Whitesell R, Asiddao C, Gollman D, Jablonski J
Anesth Analg. 1981 Jul;60(7):508-12.
To determine how closely peak expired PCO2 measured by mass spectrometry reflects arterial PCO2 during anesthesia and what variables contribute to a difference between the two measurements, peak expired CO2, arterial PCO2, and other physiologic variables were measured simultaneously. There was a significant correlation between peak expired and arterial PCO2 (p less than 0.001). The difference between temperature-corrected arterial and peak expired PCO2 was related to the presence or absence of lung disease, age, A.S.A. class, and systolic blood pressure. No significant relationship was seen between the temperature-corrected difference and duration of anesthesia, diastolic pressure, expired O2 concentration, or anesthetic agent. Mean temperature-corrected arterial PCO2 exceeded mean peak expired PCO2 by 1.7 torr in all patients, 0.8 torr in patients without lung disease, and 3.3 torr in patients with lung disease. In patients in whom more than one arterial sample was obtained, initial differences correlated significantly with subsequent differences (p less than 0.001).

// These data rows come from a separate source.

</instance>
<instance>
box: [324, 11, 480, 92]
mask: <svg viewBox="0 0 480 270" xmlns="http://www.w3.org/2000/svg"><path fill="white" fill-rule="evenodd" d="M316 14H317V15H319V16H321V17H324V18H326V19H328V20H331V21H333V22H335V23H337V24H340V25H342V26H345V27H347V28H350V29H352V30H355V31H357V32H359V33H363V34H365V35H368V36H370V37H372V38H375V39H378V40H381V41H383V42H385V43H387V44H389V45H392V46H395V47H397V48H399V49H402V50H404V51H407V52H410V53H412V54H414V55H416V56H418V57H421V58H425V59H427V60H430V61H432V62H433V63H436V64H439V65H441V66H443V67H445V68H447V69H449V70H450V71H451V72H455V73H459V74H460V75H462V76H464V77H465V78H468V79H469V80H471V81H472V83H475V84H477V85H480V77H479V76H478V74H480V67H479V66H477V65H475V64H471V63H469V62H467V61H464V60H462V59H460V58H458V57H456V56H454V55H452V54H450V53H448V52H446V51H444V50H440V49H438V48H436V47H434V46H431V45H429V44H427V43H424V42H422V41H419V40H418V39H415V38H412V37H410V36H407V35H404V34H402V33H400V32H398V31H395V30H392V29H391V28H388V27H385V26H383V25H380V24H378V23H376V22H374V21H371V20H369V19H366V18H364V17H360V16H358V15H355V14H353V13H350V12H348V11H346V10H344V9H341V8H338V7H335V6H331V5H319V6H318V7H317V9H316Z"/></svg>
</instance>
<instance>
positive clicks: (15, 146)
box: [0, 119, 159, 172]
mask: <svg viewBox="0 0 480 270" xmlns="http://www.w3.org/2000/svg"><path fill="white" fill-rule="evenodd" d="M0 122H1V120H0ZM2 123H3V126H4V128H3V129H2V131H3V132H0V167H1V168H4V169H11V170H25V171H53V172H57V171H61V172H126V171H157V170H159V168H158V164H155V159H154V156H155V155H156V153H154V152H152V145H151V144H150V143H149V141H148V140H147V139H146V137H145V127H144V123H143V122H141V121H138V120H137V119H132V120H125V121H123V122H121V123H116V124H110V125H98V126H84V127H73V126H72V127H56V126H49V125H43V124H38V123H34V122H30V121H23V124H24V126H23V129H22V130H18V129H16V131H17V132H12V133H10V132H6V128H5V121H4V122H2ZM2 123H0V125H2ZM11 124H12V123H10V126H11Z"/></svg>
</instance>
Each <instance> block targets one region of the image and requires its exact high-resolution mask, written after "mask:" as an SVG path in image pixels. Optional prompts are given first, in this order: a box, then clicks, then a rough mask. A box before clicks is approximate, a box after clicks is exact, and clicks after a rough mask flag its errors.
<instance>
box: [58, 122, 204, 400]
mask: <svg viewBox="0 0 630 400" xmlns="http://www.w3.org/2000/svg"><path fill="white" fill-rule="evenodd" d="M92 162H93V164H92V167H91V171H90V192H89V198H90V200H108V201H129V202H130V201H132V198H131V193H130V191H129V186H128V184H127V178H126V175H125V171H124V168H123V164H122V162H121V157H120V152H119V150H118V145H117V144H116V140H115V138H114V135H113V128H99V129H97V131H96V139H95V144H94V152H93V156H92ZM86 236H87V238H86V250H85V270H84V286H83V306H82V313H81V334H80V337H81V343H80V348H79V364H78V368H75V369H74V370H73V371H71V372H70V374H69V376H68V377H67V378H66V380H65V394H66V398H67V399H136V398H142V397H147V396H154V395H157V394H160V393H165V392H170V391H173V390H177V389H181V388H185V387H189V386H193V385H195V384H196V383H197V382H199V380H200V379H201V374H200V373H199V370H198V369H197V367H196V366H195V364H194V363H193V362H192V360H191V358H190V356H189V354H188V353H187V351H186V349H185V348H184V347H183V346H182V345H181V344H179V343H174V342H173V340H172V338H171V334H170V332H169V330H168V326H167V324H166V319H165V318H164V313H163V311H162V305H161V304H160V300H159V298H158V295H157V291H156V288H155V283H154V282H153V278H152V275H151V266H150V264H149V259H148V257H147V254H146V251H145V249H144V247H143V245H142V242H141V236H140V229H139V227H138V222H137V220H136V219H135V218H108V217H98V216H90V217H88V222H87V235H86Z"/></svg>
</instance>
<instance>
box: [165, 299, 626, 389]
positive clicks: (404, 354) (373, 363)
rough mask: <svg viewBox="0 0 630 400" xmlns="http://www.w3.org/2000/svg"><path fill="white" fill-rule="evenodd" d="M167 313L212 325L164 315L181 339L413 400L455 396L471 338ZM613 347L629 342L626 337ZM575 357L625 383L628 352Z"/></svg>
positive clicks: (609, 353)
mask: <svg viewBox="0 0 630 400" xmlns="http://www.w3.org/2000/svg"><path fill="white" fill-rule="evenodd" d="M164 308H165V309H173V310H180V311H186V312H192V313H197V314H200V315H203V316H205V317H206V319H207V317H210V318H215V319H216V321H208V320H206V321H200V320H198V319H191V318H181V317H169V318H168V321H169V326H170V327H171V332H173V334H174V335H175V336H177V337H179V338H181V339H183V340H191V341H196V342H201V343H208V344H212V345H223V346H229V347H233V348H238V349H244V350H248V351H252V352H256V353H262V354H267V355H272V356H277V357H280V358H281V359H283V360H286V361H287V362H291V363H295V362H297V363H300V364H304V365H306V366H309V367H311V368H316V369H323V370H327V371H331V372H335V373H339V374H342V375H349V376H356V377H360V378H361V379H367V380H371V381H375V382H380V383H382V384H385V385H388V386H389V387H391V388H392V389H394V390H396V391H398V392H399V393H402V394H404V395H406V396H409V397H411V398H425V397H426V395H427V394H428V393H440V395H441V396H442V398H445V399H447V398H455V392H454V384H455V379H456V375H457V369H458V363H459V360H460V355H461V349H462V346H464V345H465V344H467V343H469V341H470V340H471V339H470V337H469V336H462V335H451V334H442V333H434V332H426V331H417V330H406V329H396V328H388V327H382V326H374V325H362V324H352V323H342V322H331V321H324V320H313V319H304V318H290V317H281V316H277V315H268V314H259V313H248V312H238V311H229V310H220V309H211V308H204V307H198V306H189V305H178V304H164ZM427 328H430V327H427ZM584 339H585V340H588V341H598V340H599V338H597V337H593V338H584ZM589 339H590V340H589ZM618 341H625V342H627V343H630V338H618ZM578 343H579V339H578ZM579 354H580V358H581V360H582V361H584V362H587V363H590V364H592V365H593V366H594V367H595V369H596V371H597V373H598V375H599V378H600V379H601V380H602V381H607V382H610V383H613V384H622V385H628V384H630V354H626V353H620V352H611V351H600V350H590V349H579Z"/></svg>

为了确定通过质谱法测量的呼气末二氧化碳峰值在麻醉期间与动脉血二氧化碳分压的接近程度,以及哪些变量导致了这两种测量值之间的差异,我们同时测量了呼气末二氧化碳峰值、动脉血二氧化碳分压和其他生理变量。呼气末二氧化碳峰值与动脉血二氧化碳分压之间存在显著相关性(p<0.001)。经温度校正的动脉血二氧化碳分压与呼气末二氧化碳峰值之间的差异与是否存在肺部疾病、年龄、美国麻醉医师协会(ASA)分级以及收缩压有关。经温度校正的差异与麻醉持续时间、舒张压、呼气末氧浓度或麻醉剂之间未发现显著关系。所有患者经温度校正的平均动脉血二氧化碳分压比平均呼气末二氧化碳峰值高1.7托,无肺部疾病的患者高0.8托,有肺部疾病的患者高3.3托。在采集了多个动脉血样本的患者中,初始差异与后续差异显著相关(p<0.001)。